Christopher Milroy, a criminal pathologist, said he was contacted to give a second opinion on the body after it was confirmed to have been that of Mr Daniels.

He said he reviewed the autopsy and toxicology reports, as well as the missing persons report.

Dr Milroy gathered that the deceased was about 35 years old and suffered from extensive decomposition.

There were no injuries found.

However, he told the court that samples from his liver and muscles had traces of 11-hydroxy-THC, a byproduct of cannabis consumption.

Dr Milroy added that alcohol tests were inconclusive as they could only be accurately tested in blood, which was not available given the body’s state of decomposition.

The court heard earlier that Mr Providence and Mr Daniels were housemates who lived in separate apartments in a duplex on the Railway Trail in Sandys.

Mr Daniels was last seen on May 13, and his family became concerned after they had not seen or heard from him in 24 hours.

The mother of Mr Daniels’s child messaged Mr Providence two days after his last sighting to ask if he and seen or heard from Mr Daniels.

Mr Providence said that Mr Daniels had came by the Railway Trail property earlier that morning, but added that he told the victim to leave and never come back.

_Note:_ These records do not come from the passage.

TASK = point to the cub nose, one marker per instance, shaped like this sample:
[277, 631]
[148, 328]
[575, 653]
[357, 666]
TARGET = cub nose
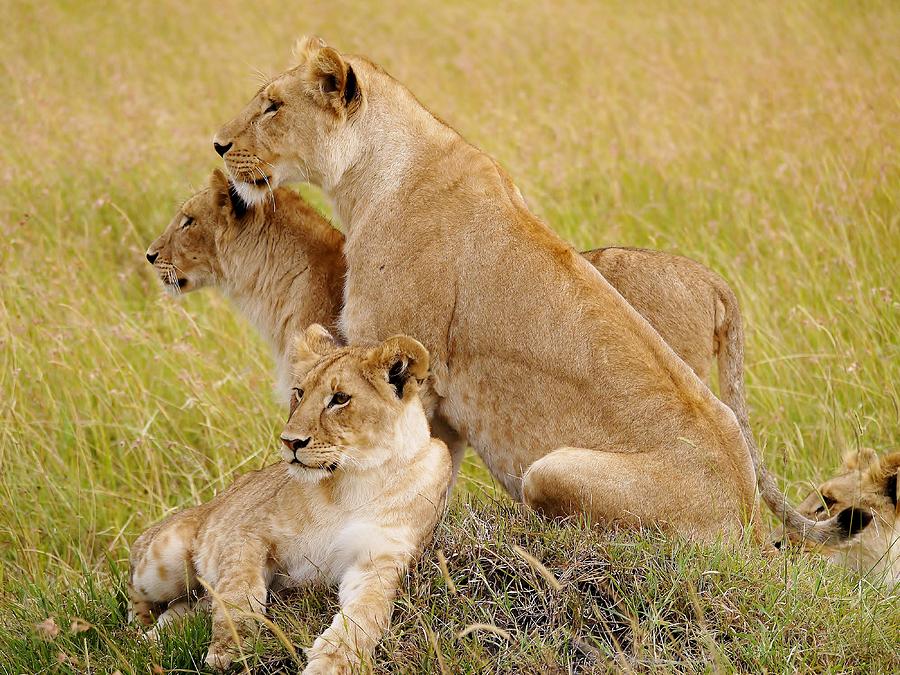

Mr Daniels’s mother, Gloria Daniels, told the court on Thursday that she learnt from Mr Providence, whose parents owned the property, that he had kicked her son off the premises.

She added that she had offered to collect her son’s belongings, but wound up having to collect them from the Bermuda Police Service.

The trial, before Puisne Judge Juan Wolffe, continues and is expected to last three weeks.

• It is The Royal Gazette’s policy not to allow comments on stories regarding criminal court cases. This is to prevent any statements being published that may jeopardise the outcome of that case.